Saint-Louis-de-Gonzague-du-Cap-Tourmente

Un vestige du régime seigneurial

 

Carte montrant l’emplacement de Saint-Louis-de-Gonzague-du-Cap-Tourmente, au cœur de Saint-Joachim. Carte : MRC de la Côte-de-Beaupré.

Avec ses cinq habitants et sa superficie d’un demi-kilomètre carré, Saint-Louis-de-Gonzague-du-Cap-Tourmente peut se vanter d’être l’une des plus petites municipalités du Québec.

 

Située au cœur de Saint-Joachim, cette minuscule municipalité de paroisse est un vestige du régime seigneurial.
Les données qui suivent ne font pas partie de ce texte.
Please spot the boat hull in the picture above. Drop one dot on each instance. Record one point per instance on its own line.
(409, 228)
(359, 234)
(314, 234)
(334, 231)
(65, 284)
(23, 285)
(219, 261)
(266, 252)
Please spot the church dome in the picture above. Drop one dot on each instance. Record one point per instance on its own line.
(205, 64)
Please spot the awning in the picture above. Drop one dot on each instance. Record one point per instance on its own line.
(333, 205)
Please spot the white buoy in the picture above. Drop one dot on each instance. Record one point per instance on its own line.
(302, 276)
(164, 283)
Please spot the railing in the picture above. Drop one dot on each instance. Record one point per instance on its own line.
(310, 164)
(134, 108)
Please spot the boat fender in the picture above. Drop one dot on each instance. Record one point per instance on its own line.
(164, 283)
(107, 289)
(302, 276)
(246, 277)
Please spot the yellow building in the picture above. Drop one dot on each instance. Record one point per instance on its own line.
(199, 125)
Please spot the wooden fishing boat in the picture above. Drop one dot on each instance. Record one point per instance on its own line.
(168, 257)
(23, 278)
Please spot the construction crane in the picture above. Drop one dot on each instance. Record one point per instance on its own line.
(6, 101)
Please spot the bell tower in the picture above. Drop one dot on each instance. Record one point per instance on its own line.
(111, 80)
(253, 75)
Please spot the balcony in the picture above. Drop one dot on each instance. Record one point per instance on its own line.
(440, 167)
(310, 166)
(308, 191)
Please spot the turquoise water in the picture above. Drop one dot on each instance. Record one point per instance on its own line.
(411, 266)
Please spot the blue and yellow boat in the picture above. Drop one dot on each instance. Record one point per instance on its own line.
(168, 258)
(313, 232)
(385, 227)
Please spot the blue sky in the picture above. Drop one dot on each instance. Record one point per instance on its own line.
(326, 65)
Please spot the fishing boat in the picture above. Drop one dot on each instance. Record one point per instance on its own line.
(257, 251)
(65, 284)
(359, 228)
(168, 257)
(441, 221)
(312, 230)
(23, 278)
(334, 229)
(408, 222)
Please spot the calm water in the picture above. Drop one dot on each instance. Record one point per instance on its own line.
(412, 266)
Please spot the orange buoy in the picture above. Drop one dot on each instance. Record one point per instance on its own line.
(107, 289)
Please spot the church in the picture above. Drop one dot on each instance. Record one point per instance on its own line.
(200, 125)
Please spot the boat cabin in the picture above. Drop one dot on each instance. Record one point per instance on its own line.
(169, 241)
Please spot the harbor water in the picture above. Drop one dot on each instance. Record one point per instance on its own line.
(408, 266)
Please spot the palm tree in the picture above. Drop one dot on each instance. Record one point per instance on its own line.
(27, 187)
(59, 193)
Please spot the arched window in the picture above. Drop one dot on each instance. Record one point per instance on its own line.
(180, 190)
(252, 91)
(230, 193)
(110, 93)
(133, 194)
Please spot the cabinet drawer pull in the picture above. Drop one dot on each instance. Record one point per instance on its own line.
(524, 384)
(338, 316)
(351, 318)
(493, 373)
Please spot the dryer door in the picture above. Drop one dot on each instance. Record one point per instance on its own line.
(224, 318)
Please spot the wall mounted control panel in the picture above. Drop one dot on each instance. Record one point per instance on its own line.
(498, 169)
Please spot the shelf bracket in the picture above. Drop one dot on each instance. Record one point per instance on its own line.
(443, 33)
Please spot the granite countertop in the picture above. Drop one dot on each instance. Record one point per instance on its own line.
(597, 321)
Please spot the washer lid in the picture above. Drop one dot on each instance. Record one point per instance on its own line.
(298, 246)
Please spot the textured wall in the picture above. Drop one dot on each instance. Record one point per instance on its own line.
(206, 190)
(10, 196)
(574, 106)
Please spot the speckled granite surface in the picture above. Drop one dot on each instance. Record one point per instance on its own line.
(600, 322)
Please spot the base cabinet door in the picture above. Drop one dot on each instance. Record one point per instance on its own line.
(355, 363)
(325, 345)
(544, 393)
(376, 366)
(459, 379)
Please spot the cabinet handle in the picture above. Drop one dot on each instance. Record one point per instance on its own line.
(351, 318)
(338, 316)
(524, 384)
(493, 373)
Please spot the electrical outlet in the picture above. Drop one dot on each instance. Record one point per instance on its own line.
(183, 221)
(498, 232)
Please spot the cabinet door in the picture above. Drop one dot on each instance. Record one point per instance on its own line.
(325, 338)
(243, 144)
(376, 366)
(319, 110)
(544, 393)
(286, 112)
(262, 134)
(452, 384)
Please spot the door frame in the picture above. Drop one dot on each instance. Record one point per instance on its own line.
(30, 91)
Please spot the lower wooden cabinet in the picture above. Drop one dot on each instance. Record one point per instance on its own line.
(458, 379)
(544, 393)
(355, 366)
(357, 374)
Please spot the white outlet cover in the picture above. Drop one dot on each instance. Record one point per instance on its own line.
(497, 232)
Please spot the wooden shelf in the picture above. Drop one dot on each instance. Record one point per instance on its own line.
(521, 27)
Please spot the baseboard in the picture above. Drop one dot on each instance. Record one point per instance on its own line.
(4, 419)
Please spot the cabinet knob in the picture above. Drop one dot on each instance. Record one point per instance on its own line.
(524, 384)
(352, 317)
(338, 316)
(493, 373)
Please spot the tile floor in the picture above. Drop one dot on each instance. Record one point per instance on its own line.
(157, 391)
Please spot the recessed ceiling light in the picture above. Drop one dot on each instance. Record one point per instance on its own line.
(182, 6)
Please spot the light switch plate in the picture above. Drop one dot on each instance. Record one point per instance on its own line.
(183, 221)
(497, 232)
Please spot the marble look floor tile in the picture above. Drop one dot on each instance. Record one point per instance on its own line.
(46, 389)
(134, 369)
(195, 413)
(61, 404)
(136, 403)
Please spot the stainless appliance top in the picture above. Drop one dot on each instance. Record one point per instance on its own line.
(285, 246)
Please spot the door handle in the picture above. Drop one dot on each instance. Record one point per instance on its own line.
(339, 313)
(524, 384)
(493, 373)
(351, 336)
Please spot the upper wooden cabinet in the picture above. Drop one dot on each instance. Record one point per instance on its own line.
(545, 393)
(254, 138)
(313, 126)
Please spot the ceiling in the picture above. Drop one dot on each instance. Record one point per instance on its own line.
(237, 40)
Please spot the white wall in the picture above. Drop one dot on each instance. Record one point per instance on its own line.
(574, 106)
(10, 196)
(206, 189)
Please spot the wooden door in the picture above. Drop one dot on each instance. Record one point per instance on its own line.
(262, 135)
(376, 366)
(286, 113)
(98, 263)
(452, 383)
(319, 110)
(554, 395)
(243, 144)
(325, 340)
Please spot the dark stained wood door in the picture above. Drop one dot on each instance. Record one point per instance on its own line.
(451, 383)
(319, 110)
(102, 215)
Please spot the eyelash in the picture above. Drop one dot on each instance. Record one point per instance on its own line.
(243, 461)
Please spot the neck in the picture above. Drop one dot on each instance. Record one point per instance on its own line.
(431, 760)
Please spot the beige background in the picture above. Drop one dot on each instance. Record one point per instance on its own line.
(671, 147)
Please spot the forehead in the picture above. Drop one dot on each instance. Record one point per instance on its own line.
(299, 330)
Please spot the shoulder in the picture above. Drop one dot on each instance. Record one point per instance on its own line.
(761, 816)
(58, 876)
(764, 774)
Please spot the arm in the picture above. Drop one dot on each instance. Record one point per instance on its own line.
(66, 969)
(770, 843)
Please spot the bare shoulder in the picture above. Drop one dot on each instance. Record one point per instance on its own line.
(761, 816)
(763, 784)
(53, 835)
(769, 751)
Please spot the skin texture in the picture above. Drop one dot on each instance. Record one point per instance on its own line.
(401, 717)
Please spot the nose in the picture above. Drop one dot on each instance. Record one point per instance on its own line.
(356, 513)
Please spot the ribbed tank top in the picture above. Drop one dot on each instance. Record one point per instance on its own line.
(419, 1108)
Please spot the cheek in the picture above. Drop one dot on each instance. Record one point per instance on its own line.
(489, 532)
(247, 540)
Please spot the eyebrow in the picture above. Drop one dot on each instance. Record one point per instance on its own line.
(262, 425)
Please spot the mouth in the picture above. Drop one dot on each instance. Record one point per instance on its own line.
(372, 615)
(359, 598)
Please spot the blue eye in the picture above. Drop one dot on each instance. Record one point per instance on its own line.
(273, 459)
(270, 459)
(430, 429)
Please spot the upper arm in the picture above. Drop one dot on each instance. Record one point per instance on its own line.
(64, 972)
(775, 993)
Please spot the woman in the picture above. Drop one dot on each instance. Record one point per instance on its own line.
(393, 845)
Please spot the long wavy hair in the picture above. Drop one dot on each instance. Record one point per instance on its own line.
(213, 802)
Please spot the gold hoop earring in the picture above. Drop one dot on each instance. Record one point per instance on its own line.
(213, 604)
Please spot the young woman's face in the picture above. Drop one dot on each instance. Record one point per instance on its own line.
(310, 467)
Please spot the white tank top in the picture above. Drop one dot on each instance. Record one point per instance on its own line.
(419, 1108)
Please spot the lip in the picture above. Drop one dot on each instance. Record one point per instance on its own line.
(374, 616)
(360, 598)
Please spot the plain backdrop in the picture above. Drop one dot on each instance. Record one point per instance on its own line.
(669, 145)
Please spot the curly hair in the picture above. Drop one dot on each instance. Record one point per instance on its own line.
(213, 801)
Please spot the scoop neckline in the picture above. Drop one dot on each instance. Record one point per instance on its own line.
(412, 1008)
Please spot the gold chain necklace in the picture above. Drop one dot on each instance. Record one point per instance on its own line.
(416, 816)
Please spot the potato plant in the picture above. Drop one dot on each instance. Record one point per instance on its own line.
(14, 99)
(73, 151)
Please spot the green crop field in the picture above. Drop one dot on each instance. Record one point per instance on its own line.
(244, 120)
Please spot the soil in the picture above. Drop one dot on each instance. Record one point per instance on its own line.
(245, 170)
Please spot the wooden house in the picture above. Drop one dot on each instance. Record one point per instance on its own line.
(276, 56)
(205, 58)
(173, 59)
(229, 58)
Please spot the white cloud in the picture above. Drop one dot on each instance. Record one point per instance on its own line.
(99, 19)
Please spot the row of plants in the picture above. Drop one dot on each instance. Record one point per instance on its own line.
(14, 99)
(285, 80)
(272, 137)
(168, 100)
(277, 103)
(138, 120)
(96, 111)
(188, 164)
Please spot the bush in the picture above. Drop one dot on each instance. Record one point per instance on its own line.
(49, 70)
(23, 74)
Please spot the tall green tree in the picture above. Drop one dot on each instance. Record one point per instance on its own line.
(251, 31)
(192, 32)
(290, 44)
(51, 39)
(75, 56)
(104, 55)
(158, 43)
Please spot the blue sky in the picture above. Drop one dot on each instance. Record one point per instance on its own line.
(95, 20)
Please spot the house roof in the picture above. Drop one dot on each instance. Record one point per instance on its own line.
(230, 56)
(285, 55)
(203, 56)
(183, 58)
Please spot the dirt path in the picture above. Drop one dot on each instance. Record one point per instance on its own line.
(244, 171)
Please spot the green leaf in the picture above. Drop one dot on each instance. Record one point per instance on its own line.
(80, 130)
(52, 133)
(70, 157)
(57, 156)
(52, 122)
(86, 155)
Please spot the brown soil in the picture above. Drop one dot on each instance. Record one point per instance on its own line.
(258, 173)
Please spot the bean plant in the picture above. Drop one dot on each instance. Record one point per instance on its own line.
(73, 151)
Elle est administrée par le Séminaire de Québec, auquel Mgr François de Laval a cédé la seigneurie de Beaupré en 1680 afin de subvenir aux besoins matériels des prêtres.

 

En 1916, une loi est votée pour détacher du territoire de Saint-Joachim des terres appartenant toujours au Séminaire, ce qui les exempte des taxes municipales. Saint-Louis-de-Gonzague-du-Cap-Tourmente voit alors le jour. Depuis sa création, la municipalité a cependant vu son territoire rétrécir considérablement, en raison notamment de la vente au gouvernement fédéral de ce qui est devenu la réserve nationale de faune du Cap-Tourmente en 1969.

 

Le château Bellevue (1779) et la chapelle de Saint-Louis-de-Gonzague (1780-1781) au Petit Cap à Saint-Louis-de-Gonzague-du-Cap-Tourmente. Photographie : Myriam Mathieu-Bédard.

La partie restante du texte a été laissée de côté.